Let's remember the Franklin Credit Union scandal where a child molestation ring was completely obliterated and was operated by the head of a credit union, with members and clients rumored to have reached Washington DC. Should we also consider the homosexual prostitutes that were romured to have been smuggled into the white house during the Bush Sr. dicatorship?
These things happen, and children will continue to be missing, then turn up dead, with bizarre lesions and evidence of sexual assault ... but until we as people accept that there are sick, psychopathic individuals living amonst us, we will continue to believe "sasquatch" is taking our children or "aliens" are experimenting on them. Get real, get with the times and believe we have sickos, no not Ted Bundy or Wayne Gacy, but people who set our laws and run the corporations we love to enslave ourselves to.
People don't appreciate or sufficiently respect that wild places are... wild. It might be that they're so accustomed to being in cities, suburbs and the settled rural areas that they don't sense the transition into an environment where they are absolutely responsible for their own safety, and vulnerable to misadventure. But that's what happens the moment they leave their car at a trailhead parking lot or at the end of a logging road, or wherever they step into the wilderness. People slip off hiking trails every summer no more than 10 miles or so from where I'm sitting.
Sometimes they're injured, at times seriously. Every once in a while an unfortunate person dies, and usually their bodies are recovered, but not always. Sometimes their remains are found months, years or decades later, but not always. This happens in the mountains, on the rivers, and in coastal areas, anywhere that is wilderness, in this part of the country.
Many years ago now I used to climb mountains, taught mountaineering and led parties up mountains, collecting about 30 summits before I quit counting, and then quit doing it because I didn't want to be responsible for the safety of other people in my climbing club that I didn't know well. Then I fell out of physical shape, and I lost interest in pursuing it further. But those few years were good experience and I learned to have deep respect for wilderness, high places, weather and physical punishment.

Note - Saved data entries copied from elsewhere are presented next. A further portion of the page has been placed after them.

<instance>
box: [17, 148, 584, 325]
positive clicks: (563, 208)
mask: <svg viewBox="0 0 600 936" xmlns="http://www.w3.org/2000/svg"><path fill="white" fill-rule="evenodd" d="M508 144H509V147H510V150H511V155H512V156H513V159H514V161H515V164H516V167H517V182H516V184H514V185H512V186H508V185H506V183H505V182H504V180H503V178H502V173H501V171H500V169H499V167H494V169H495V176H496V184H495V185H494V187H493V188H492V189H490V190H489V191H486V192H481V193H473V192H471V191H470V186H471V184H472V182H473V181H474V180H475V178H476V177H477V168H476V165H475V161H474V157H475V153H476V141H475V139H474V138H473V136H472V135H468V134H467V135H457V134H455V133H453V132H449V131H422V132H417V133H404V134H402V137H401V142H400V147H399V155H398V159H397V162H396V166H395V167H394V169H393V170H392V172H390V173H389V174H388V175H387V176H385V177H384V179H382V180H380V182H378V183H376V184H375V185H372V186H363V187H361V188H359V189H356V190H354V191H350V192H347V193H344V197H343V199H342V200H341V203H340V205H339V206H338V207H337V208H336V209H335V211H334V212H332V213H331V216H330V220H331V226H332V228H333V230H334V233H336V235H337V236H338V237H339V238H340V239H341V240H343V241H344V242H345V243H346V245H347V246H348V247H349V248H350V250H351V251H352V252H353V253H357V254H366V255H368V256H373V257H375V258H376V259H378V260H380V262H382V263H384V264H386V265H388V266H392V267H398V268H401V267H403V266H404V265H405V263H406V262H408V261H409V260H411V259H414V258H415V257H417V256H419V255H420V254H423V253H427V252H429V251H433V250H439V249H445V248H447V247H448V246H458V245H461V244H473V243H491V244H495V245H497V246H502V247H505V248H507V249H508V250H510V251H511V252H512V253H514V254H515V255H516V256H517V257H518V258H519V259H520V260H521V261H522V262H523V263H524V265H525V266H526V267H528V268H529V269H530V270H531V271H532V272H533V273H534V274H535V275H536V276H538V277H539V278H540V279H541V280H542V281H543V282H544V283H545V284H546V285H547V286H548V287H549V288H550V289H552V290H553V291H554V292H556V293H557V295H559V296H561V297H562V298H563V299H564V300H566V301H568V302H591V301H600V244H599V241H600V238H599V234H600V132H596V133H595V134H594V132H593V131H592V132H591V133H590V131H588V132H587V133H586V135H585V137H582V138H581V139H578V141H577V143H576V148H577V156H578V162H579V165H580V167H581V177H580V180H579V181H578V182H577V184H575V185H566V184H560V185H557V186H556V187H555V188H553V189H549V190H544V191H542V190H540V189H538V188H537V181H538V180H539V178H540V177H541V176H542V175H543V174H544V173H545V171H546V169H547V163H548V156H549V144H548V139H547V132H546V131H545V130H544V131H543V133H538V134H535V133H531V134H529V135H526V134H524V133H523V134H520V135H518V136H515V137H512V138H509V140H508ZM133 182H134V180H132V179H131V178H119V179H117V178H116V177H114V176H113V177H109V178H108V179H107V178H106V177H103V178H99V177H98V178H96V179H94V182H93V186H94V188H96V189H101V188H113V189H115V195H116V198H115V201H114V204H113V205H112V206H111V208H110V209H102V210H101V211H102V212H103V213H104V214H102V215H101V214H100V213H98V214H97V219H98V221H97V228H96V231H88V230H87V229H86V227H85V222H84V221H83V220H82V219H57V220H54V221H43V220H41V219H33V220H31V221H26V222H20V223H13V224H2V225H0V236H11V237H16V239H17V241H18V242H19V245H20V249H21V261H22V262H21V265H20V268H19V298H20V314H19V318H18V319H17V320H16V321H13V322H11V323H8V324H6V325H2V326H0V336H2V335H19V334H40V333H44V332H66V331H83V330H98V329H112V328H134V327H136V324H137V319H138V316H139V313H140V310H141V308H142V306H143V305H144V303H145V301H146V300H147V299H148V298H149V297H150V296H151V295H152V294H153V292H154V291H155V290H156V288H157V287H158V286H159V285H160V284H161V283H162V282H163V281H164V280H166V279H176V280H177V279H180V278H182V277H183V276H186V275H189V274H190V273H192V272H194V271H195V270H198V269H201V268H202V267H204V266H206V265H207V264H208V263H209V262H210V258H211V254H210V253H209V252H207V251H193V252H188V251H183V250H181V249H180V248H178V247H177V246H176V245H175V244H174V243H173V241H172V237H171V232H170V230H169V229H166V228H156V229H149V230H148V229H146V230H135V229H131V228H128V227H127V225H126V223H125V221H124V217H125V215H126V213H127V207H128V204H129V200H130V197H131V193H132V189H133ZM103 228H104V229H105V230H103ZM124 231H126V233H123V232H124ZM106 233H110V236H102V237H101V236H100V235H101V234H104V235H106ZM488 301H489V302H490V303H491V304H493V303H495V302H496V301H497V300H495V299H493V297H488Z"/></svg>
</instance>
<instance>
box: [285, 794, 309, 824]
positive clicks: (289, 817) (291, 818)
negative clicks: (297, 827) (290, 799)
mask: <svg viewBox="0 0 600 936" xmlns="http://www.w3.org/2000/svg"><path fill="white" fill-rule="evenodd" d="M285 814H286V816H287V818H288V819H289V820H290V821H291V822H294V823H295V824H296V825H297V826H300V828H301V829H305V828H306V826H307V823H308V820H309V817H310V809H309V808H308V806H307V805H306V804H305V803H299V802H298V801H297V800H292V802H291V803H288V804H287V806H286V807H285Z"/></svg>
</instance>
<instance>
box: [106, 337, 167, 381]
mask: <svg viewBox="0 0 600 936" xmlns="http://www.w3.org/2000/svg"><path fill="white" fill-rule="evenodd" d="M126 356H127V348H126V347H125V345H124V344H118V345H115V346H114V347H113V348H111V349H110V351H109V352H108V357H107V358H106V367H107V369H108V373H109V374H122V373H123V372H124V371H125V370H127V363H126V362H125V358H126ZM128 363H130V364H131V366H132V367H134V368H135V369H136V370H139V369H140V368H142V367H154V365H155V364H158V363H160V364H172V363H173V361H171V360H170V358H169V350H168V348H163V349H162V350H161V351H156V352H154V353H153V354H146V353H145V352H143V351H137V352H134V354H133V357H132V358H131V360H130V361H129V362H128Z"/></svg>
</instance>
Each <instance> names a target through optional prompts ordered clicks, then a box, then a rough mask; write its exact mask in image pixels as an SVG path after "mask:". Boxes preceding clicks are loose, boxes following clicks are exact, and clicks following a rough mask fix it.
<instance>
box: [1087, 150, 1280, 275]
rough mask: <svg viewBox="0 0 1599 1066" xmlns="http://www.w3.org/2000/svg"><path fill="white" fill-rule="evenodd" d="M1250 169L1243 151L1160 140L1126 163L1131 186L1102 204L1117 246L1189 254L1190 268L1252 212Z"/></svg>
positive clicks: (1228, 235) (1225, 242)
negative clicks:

During that time I went into the wilderness and got into some situations on several occasions that I might not have survived: climbing alone on a minor peak in Cascade Pass where I went up a gully, had to make a move where the handhold *had* to be good or I'd freefall about 50 feet; sliding on fine gravel on an ice-polished slab at 1am while descending, not knowing whether I could stop or would just fall off the bottom edge; watching a rock the size of a refrigerator dislodged by a climber above me go crashing by about 10 feet away, then turning around to watch a bear roll, yes *roll* down a glacier, using his claws to stop before every crevasse and walk around it; getting lost coming down a peak, looking at the lay of the land and saying, "the lake is *there*"... and being right; deciding the better part of valor was not to try climbing a minor peak in the North Cascades one day, going back down along the ridge top and having to rappel down a cliff then walk on downed trees over a stream, above a patch of devils club, and spend a cold night in the brush about 50 yards from the logging road and our truck; getting wet in the rain for days; daring hypothermia by waking up in a puddle out on a snowfield; not to mention the ordinary dangers of falling off a trail, or the mountain.
The mountains, the forests and the rivers don't care. You're on your own out there. That's what makes it challenging, and interesting, and fun, but it also means that serious mistakes can be fatal. And if you're out there by yourself, they might not ever find your body. That's a chance you take.